Creo que es fundamental devolverles la autoridad a los maestros que el sistema completo les quitó y, junto con eso, se reestructure su nivel de ingresos. Parece absurdo que todos, sin excepción, tengamos que pasar por los maestros para ser grandes profesionales y ellos ganen menos que todos. Es una injusticia social imperdonable que está trayendo como consecuencia resultados horribles en la motivación y en la calidad de muchos que llegan a carreras de pedagogía por descarte más que como opción vocacional. Tener profesores motivados, bien pagados, capacitados y evaluados, permanentemente, es la puerta de entrada para una educación de calidad.

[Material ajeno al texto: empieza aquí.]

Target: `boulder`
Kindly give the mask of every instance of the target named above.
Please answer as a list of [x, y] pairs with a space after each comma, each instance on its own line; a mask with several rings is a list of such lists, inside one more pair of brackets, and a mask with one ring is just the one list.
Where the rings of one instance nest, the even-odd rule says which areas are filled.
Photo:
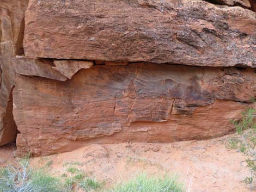
[[255, 23], [249, 9], [205, 1], [31, 0], [24, 49], [61, 59], [256, 67]]

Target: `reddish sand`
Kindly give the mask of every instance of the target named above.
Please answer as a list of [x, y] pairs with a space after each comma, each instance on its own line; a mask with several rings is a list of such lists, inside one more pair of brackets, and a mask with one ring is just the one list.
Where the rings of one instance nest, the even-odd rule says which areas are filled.
[[[246, 157], [225, 146], [230, 137], [172, 144], [93, 145], [70, 152], [33, 158], [31, 164], [39, 166], [48, 163], [52, 174], [59, 176], [66, 173], [69, 166], [77, 167], [105, 181], [107, 187], [146, 172], [177, 174], [186, 181], [187, 188], [190, 185], [191, 192], [249, 191], [249, 186], [242, 182], [249, 175], [242, 162]], [[0, 148], [0, 159], [8, 158], [9, 162], [12, 153], [10, 147], [9, 150]]]

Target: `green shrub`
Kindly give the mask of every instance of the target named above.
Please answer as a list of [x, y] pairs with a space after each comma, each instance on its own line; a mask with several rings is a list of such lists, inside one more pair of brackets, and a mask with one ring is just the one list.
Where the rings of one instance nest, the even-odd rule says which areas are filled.
[[254, 178], [256, 177], [256, 109], [247, 109], [242, 113], [239, 121], [232, 121], [235, 125], [237, 135], [228, 141], [231, 148], [239, 148], [247, 158], [245, 162], [251, 171], [251, 176], [243, 181], [251, 184], [252, 190]]
[[9, 165], [0, 171], [0, 192], [68, 192], [57, 177], [44, 169], [33, 170], [28, 160]]
[[127, 183], [114, 187], [108, 192], [182, 192], [183, 185], [175, 176], [149, 177], [141, 174]]
[[92, 189], [94, 190], [100, 189], [102, 187], [102, 184], [95, 179], [87, 177], [79, 183], [79, 187], [87, 191], [89, 191]]

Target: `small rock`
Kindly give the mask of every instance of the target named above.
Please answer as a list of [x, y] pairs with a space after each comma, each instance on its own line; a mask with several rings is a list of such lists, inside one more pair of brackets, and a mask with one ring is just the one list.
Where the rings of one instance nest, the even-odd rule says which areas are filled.
[[108, 152], [102, 145], [92, 144], [89, 145], [84, 149], [83, 152], [83, 157], [89, 157], [94, 158], [108, 157]]

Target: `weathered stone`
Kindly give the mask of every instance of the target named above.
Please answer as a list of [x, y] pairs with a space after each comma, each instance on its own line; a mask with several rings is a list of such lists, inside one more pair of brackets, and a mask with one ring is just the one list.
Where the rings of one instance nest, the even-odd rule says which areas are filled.
[[93, 65], [93, 61], [74, 60], [56, 60], [54, 61], [56, 70], [71, 79], [74, 75], [82, 69], [88, 69]]
[[31, 0], [26, 56], [256, 67], [256, 14], [203, 1]]
[[84, 147], [83, 157], [84, 158], [106, 158], [108, 157], [108, 152], [103, 146], [92, 144]]
[[218, 3], [229, 6], [241, 5], [242, 7], [251, 8], [251, 5], [249, 0], [210, 0], [214, 3]]
[[18, 57], [13, 60], [16, 72], [27, 76], [38, 76], [65, 81], [68, 78], [53, 68], [49, 60]]
[[16, 73], [12, 58], [23, 54], [24, 12], [28, 0], [0, 2], [0, 146], [16, 139], [17, 131], [13, 115], [12, 91]]
[[252, 69], [149, 63], [95, 65], [65, 82], [20, 76], [18, 151], [44, 155], [90, 143], [222, 135], [256, 96], [255, 85]]

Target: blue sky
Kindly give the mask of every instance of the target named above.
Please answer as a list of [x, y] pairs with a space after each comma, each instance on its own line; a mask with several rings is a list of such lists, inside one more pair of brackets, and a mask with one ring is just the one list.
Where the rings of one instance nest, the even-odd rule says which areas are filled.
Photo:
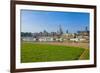
[[75, 33], [89, 29], [89, 13], [21, 10], [21, 32], [56, 32], [59, 25], [63, 32]]

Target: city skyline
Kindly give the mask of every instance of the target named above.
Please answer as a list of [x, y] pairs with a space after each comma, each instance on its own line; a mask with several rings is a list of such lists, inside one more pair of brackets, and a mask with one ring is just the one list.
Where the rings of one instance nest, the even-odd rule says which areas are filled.
[[21, 10], [21, 32], [63, 32], [70, 33], [89, 29], [89, 13]]

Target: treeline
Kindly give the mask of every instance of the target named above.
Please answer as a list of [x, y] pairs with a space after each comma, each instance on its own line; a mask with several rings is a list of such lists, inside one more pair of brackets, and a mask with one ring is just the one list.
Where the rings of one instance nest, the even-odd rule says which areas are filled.
[[31, 32], [21, 32], [21, 37], [32, 37]]

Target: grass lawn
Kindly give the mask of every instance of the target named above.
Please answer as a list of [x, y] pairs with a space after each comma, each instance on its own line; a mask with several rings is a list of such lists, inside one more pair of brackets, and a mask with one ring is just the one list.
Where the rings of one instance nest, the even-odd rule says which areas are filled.
[[21, 43], [21, 62], [79, 60], [85, 49], [60, 45]]

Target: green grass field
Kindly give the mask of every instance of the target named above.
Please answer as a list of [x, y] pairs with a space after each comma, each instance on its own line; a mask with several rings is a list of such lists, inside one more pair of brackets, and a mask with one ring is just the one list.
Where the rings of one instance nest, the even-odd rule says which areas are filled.
[[84, 52], [84, 50], [84, 48], [78, 47], [22, 42], [21, 62], [26, 63], [79, 60], [79, 57]]

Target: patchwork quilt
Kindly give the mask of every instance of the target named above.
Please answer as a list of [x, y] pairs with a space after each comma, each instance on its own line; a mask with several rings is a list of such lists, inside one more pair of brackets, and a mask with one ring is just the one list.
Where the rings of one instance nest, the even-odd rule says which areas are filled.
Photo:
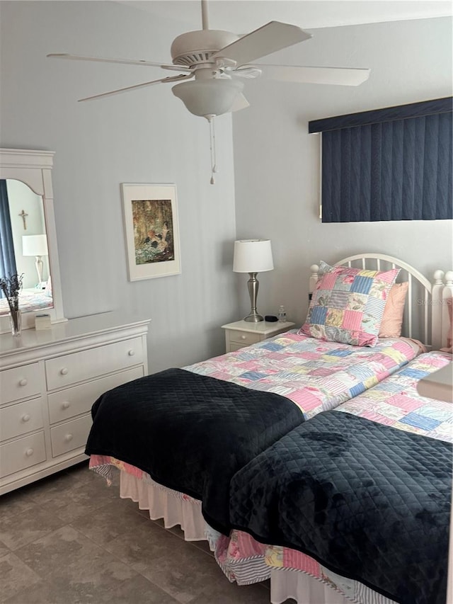
[[418, 350], [404, 338], [364, 349], [288, 332], [146, 376], [95, 403], [86, 452], [137, 467], [201, 500], [208, 524], [228, 535], [236, 472], [306, 418], [363, 392]]
[[292, 400], [306, 419], [356, 397], [420, 352], [404, 338], [382, 339], [373, 348], [325, 342], [297, 330], [185, 367]]
[[[239, 471], [231, 518], [240, 530], [212, 540], [230, 579], [299, 569], [352, 601], [443, 604], [453, 406], [416, 384], [449, 362], [420, 355]], [[250, 535], [273, 545], [251, 547]]]

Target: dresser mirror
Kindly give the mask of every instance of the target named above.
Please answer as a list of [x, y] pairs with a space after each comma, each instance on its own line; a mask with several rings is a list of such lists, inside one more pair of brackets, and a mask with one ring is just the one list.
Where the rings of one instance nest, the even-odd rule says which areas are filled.
[[[0, 149], [0, 276], [23, 275], [22, 329], [36, 314], [65, 321], [53, 211], [53, 152]], [[10, 330], [6, 300], [0, 299], [0, 333]]]

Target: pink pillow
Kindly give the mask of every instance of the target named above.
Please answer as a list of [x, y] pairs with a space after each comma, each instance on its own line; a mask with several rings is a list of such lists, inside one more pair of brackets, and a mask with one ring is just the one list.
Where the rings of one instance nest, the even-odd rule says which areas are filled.
[[408, 287], [408, 281], [391, 286], [384, 309], [379, 338], [399, 338], [401, 335], [403, 313]]

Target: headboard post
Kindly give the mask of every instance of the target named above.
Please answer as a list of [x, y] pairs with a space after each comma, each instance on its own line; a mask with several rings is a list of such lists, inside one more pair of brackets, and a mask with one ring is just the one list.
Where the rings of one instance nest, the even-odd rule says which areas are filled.
[[445, 285], [442, 292], [442, 347], [448, 346], [447, 338], [450, 329], [450, 315], [447, 300], [453, 298], [453, 270], [445, 273]]
[[431, 294], [431, 321], [432, 349], [438, 351], [442, 346], [442, 290], [444, 289], [444, 271], [435, 270]]
[[319, 267], [317, 264], [312, 264], [310, 266], [310, 273], [311, 274], [309, 280], [309, 299], [311, 300], [311, 294], [314, 292], [319, 278]]

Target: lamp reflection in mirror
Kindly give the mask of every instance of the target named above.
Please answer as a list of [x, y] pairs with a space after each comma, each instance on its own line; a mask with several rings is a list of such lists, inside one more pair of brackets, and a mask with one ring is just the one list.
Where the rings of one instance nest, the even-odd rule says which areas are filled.
[[234, 241], [233, 270], [235, 273], [248, 273], [247, 282], [251, 309], [243, 320], [249, 323], [263, 321], [263, 317], [256, 310], [256, 298], [259, 283], [257, 273], [272, 270], [274, 263], [272, 247], [269, 239], [241, 239]]
[[45, 234], [22, 236], [22, 255], [35, 256], [38, 287], [41, 286], [42, 281], [43, 263], [41, 256], [47, 254], [47, 238]]

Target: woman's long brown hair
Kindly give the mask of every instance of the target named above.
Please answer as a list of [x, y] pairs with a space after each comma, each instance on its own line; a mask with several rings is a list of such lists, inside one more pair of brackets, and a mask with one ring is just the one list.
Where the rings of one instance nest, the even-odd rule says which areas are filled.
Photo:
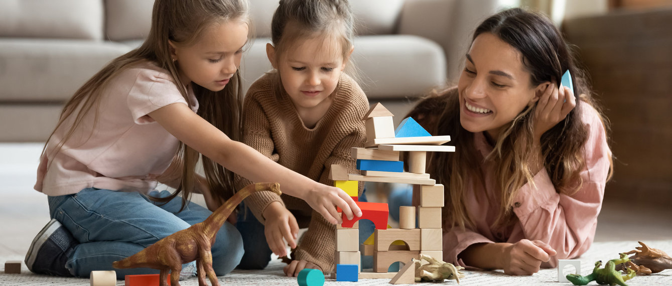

Desde este origen, padres y profesores trabajando juntos con los objetivos claros, la educación debe dar los espacios sin selección a una educación pública gratuita para todos, donde los sectores acomodados sigan pagando ya que pueden hacerlo. A la que se debería escuchar en esta necesidad es a la enorme mayoría de clase media que hoy tiene que decidir, literalmente, si come o manda a sus hijos a la educación superior.

Para lograr una educación de calidad se la debe entender como algo que va más allá de la excelencia académica, pues tiene que incorporar, necesariamente, la excelencia del alma e integrar todos los mundos del ser humano y no solo el cognitivo. Todos queremos una educación de calidad, entonces partamos por quien la entrega y desde ahí el resto se dará como añadidura. Padres y profesores son el origen de la educación, ahí empieza y surge el futuro ser humano que queremos que aporte a nuestra sociedad desde el lugar que su vocación le indique.